Canada and the European Union are planning retaliatory tariffs on imports of Bourbon and other American whiskies after last month’s move by the Trump Administration to impose tariffs on their steel and aluminum exports to the United States. That sets the stage for what could potentially become a full-fledged trade war with whisky as a weapon, and whisky makers are worried that the U.S. will respond with tariffs against their whiskies.
In the above clip, Catoctin Creek co-founder Scott Harris talks to Fox Business about how the European Union’s retaliatory tariffs have offset the company’s gains from President Trump’s tax cuts. Catoctin Creek is a virginia based distilling company.
Bourbon has been hit with a 25% tariff in retaliation for the tariffs the U.S. imposed on steel and aluminum imports. In this case, the E.U. was looking to make a statement just as much political as economic. Bourbon is a crucially important industry in Senate majority leader Mitch McConnell’s state of Kentucky. Meanwhile, the Distilled Spirits Council, the industry lobbying body in the U.S., say that U.S. whiskey exports to the E.U. are valued at $667 million.
However, it’s not just the E.U. that’s been clamping down on American whiskey and sending a message to American political leadership. It’s happening elsewhere in the world, too. China levied a 25% tariff against hundreds of American products in April, American whiskey among them. China’s international drinks market is estimated to be worth over $600 million dollars. Although mostly dominated by Scotch whisky imports, the U.S. whiskey market in China is worth $8.9 million, a 1,200% increase from almost $1 million in 2001. It will now be much harder for this market to keep growing.
U.S. neighbors Mexico and Canada are also introducing whiskey trade barriers. A 25% tariff introduced in Mexico on American whiskey three weeks ago led to an 8% drop in shares of Jack Daniel's owner, Brown Forman. In 2017, whiskey imports shipped into Canada were worth almost $50 million. This market faces a new threat when Canada’s retaliatory tariffs on $12.5 billion of American imports takes effect on July 1, with whisky facing an additional 10% tariff.
These tariffs are striking at a time when American whiskey exports have been booming for American brown spirits, so it’s unlikely American whiskey producers will remain optimistic over this next year.
Amid the danger for American whiskey exports, a potential whiskey trade opportunity lies in the United Kingdom’s upcoming exit from the E.U. A recently leaked paper revealed that the U.K. could potentially agree to reduce the regulations required for American whiskey to be sold in the U.K in a potential trade agreement, as the British government desperately searches for post-Brexit trade partners. However, this is still a hypothetical scenario.

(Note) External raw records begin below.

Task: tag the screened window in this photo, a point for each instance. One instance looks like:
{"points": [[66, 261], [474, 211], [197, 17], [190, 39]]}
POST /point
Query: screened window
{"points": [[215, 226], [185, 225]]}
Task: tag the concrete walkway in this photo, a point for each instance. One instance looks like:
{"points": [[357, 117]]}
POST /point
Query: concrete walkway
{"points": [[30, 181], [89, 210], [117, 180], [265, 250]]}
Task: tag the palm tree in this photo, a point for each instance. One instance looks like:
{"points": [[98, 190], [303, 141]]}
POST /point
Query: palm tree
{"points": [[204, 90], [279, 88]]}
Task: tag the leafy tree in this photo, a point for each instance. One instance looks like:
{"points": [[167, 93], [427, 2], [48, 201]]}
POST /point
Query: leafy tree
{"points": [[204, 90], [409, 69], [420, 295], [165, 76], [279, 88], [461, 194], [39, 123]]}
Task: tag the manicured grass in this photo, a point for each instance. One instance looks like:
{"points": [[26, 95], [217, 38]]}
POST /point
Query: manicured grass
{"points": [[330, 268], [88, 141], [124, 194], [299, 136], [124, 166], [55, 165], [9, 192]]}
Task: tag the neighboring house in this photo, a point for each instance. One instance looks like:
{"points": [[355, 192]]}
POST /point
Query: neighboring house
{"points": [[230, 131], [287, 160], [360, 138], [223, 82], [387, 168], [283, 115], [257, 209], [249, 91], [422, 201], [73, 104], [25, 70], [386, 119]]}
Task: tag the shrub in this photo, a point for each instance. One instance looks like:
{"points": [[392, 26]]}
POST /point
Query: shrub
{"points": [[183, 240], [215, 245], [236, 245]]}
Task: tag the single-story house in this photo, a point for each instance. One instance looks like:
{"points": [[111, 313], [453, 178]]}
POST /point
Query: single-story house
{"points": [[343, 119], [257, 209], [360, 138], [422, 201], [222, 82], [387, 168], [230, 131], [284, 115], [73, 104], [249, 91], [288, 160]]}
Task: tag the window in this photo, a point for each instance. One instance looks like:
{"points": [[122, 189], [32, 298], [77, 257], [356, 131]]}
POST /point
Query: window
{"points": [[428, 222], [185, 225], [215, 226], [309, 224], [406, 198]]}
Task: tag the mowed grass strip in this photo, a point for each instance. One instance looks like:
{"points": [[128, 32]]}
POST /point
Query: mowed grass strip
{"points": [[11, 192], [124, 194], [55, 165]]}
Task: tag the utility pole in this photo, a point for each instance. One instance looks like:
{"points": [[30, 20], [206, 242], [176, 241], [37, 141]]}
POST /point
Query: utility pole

In any case, the American whiskey industry is intensely lobbying the U.S. government to find a solution that will ease the pain caused by the international tariffs. In a letter hand-delivered to U.S. Commerce Secretary Wilbur Ross, the Distilled Spirits Council wrote: “Over the past two decades, U.S. spirits exports have increased from $575 million in 1997 to $1.64 billion in 2017, a rise of 185 percent," the Council wrote. "The imposition of these tariffs by our major trading partners threatens to seriously impede export progress that has benefited our sector and created jobs across the country.”
From the international response to the U.S. steel and aluminum tariffs, it has become clear that whiskey is in the crosshairs of foreign governments as the trade war escalates. What effect these tariffs will have on the 1.5 million jobs that rely on the whiskey industry, and on the upcoming midterm elections, remains to be seen. Meanwhile, bourbon lovers around the world will be feeling the effects of these tariffs as prices rise overnight.